Using the hashtag #better4everyone, the campaign group – a coalition of trade unions, businesses, women’s rights and civil society organisations and others – wants a public conversation on the case for reduced working hours.
It wants to banish the “false narrative” that working long hours is either good for productivity or some kind of badge of honour.
The group has published the results of Behaviour & Attitudes survey that found 77 per cent of adults would like to see the Government “exploring” the introduction of a four-day week. Why wouldn’t they? A four-day week is, after all, defined as “same job, same goals, same salary, but over four days rather than five”.
Work fewer hours for the same pay? The only people who could possibly be against it are sceptical employers, workaholics and people who reckon compressing their responsibilities into a shorter timeframe would create more stress, not less. Even among employers 46 per cent agreed it was “feasible” to trial a four-day week in their own workplace.

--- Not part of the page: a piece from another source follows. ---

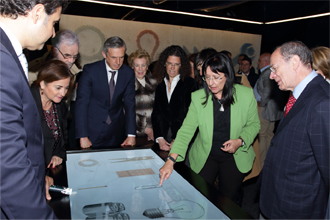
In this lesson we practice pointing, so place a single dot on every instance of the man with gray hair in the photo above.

That all goes a long way from saying a four-day week with no loss of pay would ever actually become the norm, or that anyone in the Government would ever have a spare minute to seriously set the tone on this issue by researching it or even applying it to public sector employment contracts.
Nevertheless, the Fórsa trade union, part of the campaign group, has been busy lobbying various politicians on the subject, "outlining" its objectives to Tánaiste and Minister for Enterprise, Trade and Employment Leo Varadkar and the Junior Ministers in his department.
The morale-boosting idea is not unique to Ireland. In the UK general election of 2019, the Labour Party pledged to move to a 32-hour working week by 2029.
Internationally, supporters argue there is little evidence of any dampening effect on productivity, and also that shorter working weeks would act as a buffer to an automation-triggered wave of job losses.
This could be a slow burn of a campaign worth keeping an eye on even if, as Four Day Week Ireland itself cautions, it wouldn’t exactly mean Fridays off for all.